If \(\mathsf{Y}\) has all nonnegative entries, we can add an additional constraint that \(\mathsf{Z} > 0\) and \(\mathsf{W} > 0\). This is conceptually done with the prior for \(\mathsf{W}\) and \(\mathsf{Z}\), but in practice the positivity is a constraint on the optimization problem of minimizing the Frobenius norm. In this constrained case, Equation 51.1 no longer gives a MAP estimate for \(\sigma\). Nonetheless, we see two nonegative matrices, \(\mathsf{W}\) and \(\mathsf{Z}\) that minimize the above Frobenius norm.
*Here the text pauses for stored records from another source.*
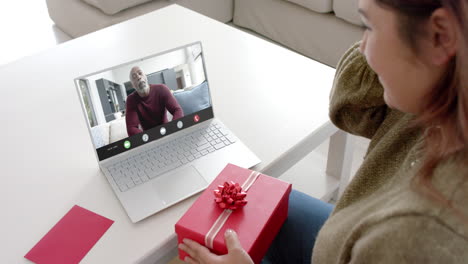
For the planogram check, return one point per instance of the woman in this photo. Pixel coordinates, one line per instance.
(405, 86)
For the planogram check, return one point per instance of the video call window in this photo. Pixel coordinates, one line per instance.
(138, 96)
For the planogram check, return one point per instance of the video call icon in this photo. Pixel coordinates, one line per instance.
(180, 124)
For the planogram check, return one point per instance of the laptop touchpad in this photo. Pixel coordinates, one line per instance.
(179, 184)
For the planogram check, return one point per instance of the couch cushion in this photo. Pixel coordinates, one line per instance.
(195, 99)
(347, 10)
(112, 7)
(321, 6)
(100, 135)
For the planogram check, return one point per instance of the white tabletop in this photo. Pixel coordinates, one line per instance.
(270, 97)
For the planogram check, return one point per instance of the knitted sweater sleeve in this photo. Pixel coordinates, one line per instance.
(409, 239)
(356, 101)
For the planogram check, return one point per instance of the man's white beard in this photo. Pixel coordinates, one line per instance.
(143, 87)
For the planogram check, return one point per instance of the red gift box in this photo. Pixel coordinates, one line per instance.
(256, 223)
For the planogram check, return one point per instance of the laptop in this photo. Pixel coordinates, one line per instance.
(153, 128)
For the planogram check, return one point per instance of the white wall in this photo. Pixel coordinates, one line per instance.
(150, 65)
(194, 73)
(100, 118)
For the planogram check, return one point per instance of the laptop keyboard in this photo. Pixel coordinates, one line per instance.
(147, 165)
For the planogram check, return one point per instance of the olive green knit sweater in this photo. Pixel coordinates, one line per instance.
(379, 218)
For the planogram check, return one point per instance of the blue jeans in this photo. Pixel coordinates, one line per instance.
(296, 238)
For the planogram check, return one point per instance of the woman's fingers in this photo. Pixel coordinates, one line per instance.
(232, 241)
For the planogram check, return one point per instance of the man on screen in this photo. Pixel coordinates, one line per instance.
(146, 108)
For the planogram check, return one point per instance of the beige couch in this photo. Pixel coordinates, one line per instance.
(319, 29)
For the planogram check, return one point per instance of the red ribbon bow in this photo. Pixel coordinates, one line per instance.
(230, 196)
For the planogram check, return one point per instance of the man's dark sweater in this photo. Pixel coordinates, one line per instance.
(150, 111)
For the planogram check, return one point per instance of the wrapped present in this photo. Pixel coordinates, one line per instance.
(248, 202)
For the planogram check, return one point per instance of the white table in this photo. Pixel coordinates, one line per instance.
(48, 164)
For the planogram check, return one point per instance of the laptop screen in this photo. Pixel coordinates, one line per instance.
(133, 104)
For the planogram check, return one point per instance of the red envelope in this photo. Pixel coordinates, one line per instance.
(71, 238)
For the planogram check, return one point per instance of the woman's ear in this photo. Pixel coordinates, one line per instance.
(443, 36)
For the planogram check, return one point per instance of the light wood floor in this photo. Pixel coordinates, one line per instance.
(26, 31)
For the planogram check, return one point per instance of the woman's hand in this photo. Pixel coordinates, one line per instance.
(202, 255)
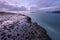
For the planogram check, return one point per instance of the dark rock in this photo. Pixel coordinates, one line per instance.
(20, 27)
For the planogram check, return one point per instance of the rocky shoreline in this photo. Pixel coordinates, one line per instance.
(14, 26)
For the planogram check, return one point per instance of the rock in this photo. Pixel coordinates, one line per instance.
(19, 27)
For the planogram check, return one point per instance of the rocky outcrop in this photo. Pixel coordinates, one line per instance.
(19, 27)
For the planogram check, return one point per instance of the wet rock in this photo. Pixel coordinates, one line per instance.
(15, 26)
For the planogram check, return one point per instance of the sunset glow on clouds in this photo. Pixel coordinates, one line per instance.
(24, 5)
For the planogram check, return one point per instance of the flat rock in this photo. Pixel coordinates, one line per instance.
(14, 26)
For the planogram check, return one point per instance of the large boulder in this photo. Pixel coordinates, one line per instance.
(15, 26)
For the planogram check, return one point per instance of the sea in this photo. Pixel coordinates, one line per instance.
(49, 21)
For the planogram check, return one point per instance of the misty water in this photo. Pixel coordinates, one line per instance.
(49, 21)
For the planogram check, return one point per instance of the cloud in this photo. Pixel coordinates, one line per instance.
(8, 7)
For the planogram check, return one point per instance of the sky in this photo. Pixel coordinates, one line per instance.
(24, 5)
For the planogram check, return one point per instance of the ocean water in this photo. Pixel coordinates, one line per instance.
(49, 21)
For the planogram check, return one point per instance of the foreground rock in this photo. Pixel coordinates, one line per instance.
(19, 27)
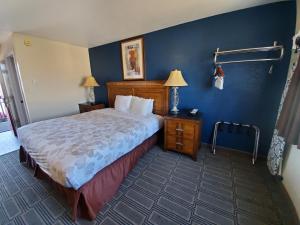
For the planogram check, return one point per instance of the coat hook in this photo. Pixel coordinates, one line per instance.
(271, 69)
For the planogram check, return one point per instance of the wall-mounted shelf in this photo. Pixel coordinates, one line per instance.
(273, 48)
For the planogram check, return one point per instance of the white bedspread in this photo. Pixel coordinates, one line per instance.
(72, 149)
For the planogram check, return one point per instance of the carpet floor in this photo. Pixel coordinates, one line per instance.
(164, 188)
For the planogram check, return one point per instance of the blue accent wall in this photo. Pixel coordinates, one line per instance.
(250, 94)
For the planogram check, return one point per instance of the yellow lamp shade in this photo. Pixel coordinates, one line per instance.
(175, 79)
(90, 82)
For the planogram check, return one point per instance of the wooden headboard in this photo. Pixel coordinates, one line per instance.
(145, 89)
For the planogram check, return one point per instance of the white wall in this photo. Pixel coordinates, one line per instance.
(51, 74)
(6, 47)
(291, 167)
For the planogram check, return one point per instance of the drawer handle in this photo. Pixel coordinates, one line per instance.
(179, 129)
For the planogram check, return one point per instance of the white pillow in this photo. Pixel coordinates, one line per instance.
(141, 106)
(122, 103)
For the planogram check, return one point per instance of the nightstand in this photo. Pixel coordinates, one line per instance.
(86, 107)
(183, 133)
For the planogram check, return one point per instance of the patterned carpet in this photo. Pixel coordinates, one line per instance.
(164, 188)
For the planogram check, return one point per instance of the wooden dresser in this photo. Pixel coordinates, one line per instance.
(86, 107)
(183, 133)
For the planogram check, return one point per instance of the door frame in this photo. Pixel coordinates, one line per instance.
(13, 69)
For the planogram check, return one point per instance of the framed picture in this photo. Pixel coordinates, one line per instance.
(132, 53)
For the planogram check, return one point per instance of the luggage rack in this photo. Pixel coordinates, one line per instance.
(239, 125)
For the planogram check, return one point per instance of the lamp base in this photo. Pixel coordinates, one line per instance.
(174, 110)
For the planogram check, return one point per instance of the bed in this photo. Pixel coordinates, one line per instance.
(87, 156)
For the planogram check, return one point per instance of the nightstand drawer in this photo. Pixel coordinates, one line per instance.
(180, 144)
(181, 128)
(183, 133)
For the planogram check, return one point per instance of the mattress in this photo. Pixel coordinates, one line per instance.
(72, 149)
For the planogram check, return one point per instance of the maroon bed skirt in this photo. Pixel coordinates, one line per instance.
(89, 199)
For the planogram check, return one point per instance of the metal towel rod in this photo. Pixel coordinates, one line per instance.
(273, 48)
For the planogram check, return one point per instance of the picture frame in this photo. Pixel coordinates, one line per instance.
(132, 57)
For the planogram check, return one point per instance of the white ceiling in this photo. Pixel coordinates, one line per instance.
(95, 22)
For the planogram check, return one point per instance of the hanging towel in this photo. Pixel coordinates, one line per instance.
(219, 78)
(219, 82)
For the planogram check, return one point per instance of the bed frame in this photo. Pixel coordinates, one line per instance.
(145, 89)
(89, 199)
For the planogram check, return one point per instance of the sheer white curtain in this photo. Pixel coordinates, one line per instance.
(278, 144)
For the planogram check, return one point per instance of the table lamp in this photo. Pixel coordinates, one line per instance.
(90, 83)
(175, 80)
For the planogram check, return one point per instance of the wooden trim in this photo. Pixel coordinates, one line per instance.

The result is referred to as the nonnegative matrix factorization (NMF) of the data set \(\mathsf{Y}\).

Some researchers claim that NMF results are more interpretable than PCA of PPCA because computing \(\mathsf{W}\cdot \mathsf{Z}^\mathsf{T}\) amounts to constructively adding components to reach an approximation of the observed data \(\mathsf{Y}\). Within an interpretation of the model, however, it is a similar model as PPCA, except with a positive constraint on the parameters.

NMF is implemented in scikit-learn.

As a final note about NMF, be careful about nomenclature. In much of the NMF literature, what we are calling \(\mathsf{Z}\) is called \(\mathsf{W}\) and what we are calling \(\mathsf{W}\) is called \(\mathsf{H}\). This is really confusing. Be sure to read documentation of any package you use.